Age 5 to 11 Challenge Level:

Watch the video below which shows two people playing the first few turns of a game.

What do you notice?
What do you want to ask?



If you can't access YouTube, here is a direct link to the video.

Watch the video a second time.

Can you work out how to play the game?  
What do you think the rules might be? 
How might someone win the game?

If you are unable to view the video, you could click through this powerpoint presentation, which also demonstrates how to play. Alternatively, the rules of the game are hidden below.

The aim of the game:
The player who stops their opponent from being able to go wins the game.
 

How to play:
  • Start by drawing a number line from 0 to 20 like this:


0-20 number line

(You can find some of these number lines here.) 

  • The first player chooses a number on the line and crosses it out. The same player then chooses a second number and crosses that out too. Finally, he or she circles the sum or difference of the two numbers and writes down the calculation.

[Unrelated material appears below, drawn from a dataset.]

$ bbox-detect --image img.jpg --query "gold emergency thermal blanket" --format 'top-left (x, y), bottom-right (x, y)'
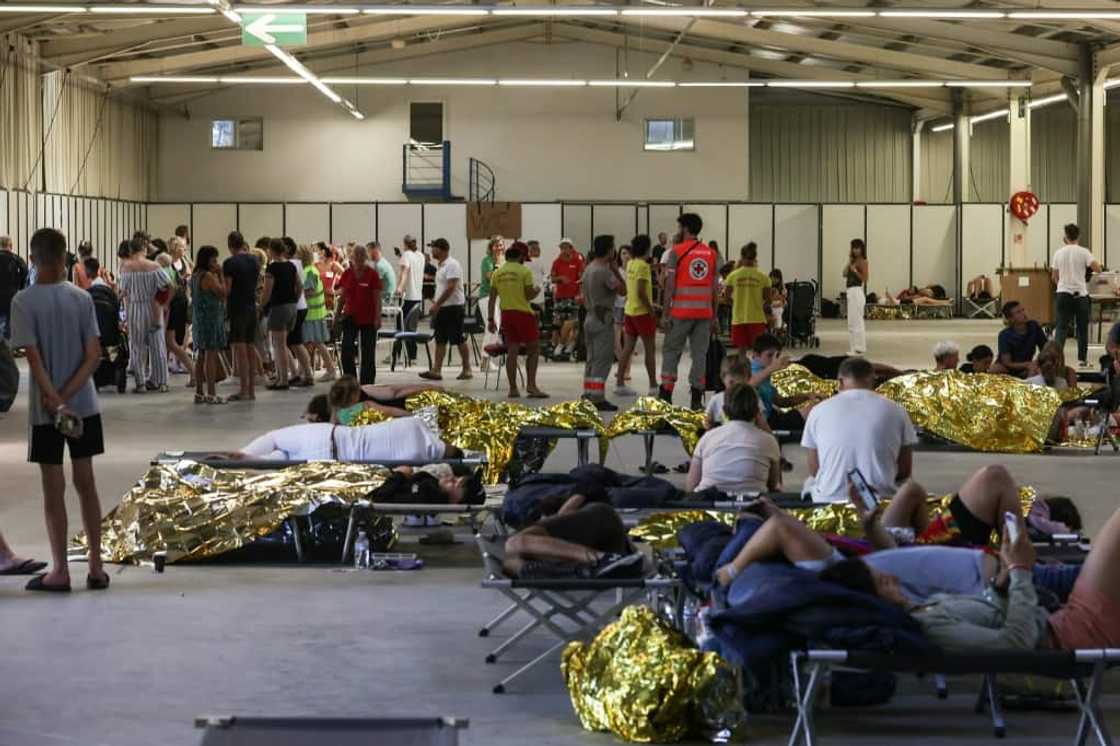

For example, the first player's go could look like this:

first player's go: 3+8=11

  • The second player must start by crossing off the number that player 1 has just circled. He or she then chooses another number to cross out and then circles a third number which is the sum or difference of the two crossed-off numbers. Player 2 also writes down their calculation.

For example, once the second player has had a turn, the game could look like this:

player 2: 11+9=20

  • Play continues in this way with each player starting with the number that has just been circled.
  • Once a number has been used in a calculation, it cannot be used again.
  • The game ends when one player cannot make a calculation. The other player is the winner.

It's your turn!
Try playing the game against someone else a few times to get a feel for it.
Do you have any good ways of winning?

Now it's time to work together with a partner, rather than against them.
Try to create a string of calculations that uses as many numbers as possible on the 0-20 number line.
Is it possible to create a string of number sentences that uses all the numbers on the 0-20 number line? Why or why not?

What about the 1-20 number line? Is it possible to create a string of number sentences that uses all the numbers on the 1-20 number line? Why or why not?